# expanding foam -touch 'n foam/great stuff question



## Molch (Jul 15, 2011)

so I'm having the hardest time getting some Great Stuff. I can't buy it locally, and ordered it from acehardware and my packet has been stuck at the Anchorage UPS hub for 8 days now labeled "hazardous material irregularity" and neither UPS nor the shipper is interested in doing anything about it....*sigh*

so...our teeny tiny local hardware store offers expanding foam from a different label, "touch-n-foam". Is that basically the same as Great stuff? Would it be all right to use?


----------



## Golden State Mantellas (Mar 12, 2011)

Looking at the Manufacturer's MSDS, it appears to be the same or similar to Great Stuff. That is of course assuming you are talking about - Touch ‘n Foam HomeSeal Expanding Sealant.


----------



## Molch (Jul 15, 2011)

yes, they have touch n foam homeseal and maxfill, both of which are supposedly fine for outdoor use...
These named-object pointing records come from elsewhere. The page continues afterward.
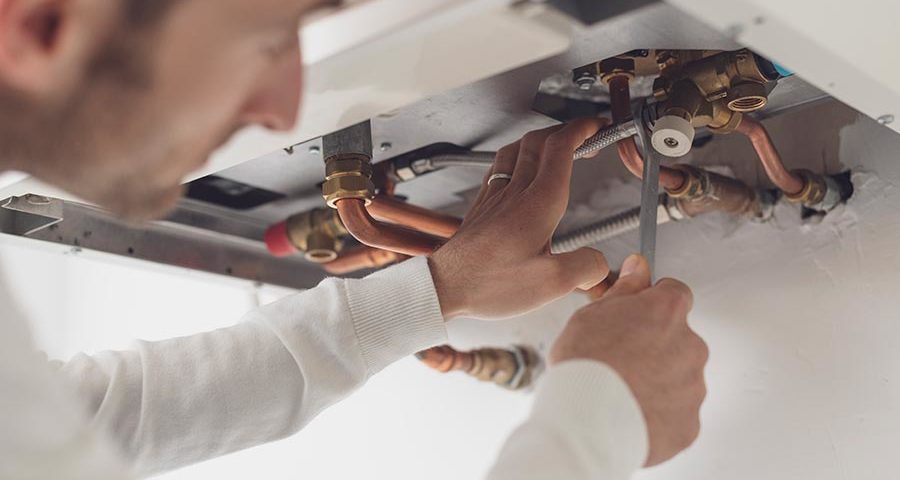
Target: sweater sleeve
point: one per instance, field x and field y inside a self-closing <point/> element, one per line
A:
<point x="585" y="425"/>
<point x="180" y="401"/>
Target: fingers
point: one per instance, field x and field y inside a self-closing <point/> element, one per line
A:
<point x="633" y="278"/>
<point x="504" y="163"/>
<point x="530" y="153"/>
<point x="555" y="169"/>
<point x="678" y="295"/>
<point x="584" y="268"/>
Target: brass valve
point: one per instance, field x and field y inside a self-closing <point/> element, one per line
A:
<point x="704" y="191"/>
<point x="711" y="89"/>
<point x="348" y="176"/>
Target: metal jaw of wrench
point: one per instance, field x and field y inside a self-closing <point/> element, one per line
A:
<point x="649" y="187"/>
<point x="641" y="126"/>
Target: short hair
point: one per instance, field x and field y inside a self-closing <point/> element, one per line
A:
<point x="139" y="13"/>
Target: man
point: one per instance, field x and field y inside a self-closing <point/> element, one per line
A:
<point x="116" y="101"/>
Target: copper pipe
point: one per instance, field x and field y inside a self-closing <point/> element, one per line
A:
<point x="394" y="211"/>
<point x="369" y="232"/>
<point x="788" y="182"/>
<point x="511" y="369"/>
<point x="620" y="105"/>
<point x="361" y="258"/>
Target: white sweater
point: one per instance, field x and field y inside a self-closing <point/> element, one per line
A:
<point x="168" y="404"/>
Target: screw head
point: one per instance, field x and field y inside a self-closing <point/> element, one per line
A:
<point x="586" y="81"/>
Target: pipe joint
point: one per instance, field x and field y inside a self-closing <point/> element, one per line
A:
<point x="348" y="176"/>
<point x="316" y="233"/>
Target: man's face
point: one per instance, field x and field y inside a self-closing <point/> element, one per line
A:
<point x="152" y="103"/>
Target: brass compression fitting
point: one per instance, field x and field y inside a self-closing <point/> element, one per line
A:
<point x="348" y="176"/>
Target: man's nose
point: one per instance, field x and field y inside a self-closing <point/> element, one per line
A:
<point x="276" y="100"/>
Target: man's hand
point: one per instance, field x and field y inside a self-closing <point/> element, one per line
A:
<point x="642" y="333"/>
<point x="499" y="263"/>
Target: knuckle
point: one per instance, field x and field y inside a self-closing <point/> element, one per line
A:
<point x="693" y="431"/>
<point x="558" y="139"/>
<point x="702" y="349"/>
<point x="533" y="138"/>
<point x="507" y="151"/>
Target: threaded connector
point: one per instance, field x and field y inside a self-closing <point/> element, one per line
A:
<point x="348" y="176"/>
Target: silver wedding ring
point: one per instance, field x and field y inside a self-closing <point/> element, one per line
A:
<point x="499" y="176"/>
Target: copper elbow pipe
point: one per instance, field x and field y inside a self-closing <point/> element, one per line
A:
<point x="369" y="232"/>
<point x="620" y="105"/>
<point x="361" y="258"/>
<point x="788" y="182"/>
<point x="394" y="211"/>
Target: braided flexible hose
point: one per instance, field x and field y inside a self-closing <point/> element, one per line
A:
<point x="605" y="229"/>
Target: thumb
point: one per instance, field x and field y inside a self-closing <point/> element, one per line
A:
<point x="634" y="277"/>
<point x="584" y="268"/>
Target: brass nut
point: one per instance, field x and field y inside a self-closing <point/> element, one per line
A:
<point x="814" y="189"/>
<point x="694" y="183"/>
<point x="348" y="186"/>
<point x="724" y="119"/>
<point x="348" y="176"/>
<point x="747" y="97"/>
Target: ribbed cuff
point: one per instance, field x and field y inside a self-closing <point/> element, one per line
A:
<point x="593" y="403"/>
<point x="396" y="313"/>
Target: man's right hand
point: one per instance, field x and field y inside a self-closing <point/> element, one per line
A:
<point x="641" y="331"/>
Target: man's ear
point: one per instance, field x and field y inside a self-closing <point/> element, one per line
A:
<point x="32" y="54"/>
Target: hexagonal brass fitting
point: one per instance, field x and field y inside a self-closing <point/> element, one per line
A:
<point x="316" y="233"/>
<point x="814" y="189"/>
<point x="348" y="176"/>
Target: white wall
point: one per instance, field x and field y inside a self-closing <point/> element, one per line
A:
<point x="407" y="423"/>
<point x="802" y="322"/>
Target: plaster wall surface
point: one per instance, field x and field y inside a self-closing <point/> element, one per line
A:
<point x="801" y="319"/>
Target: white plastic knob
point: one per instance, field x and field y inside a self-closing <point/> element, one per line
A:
<point x="672" y="136"/>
...has anyone on here used it? Does it perform about the same as Great stuff?


----------



## BethInAK (Jul 12, 2011)

Molch, do you think I can send from anchorage? Or think that this is also illegal?


----------



## Molch (Jul 15, 2011)

aaw, bless your kind heart - but I believe the very problem is that the cargo airline refused to carry it because it is "hazardous". I doubt you could mail it either...but thank for the thought


----------



## DragonSpirit1185 (Dec 6, 2010)

You should really browse the threads before asking questions....
I just started a thread about this product not long ago....
http://www.dendroboard.com/forum/pa...ff-alternative-ecofriendly-gs.html#post585993

Please newcomers use the search feature...
http://www.dendroboard.com/forum/search.php


----------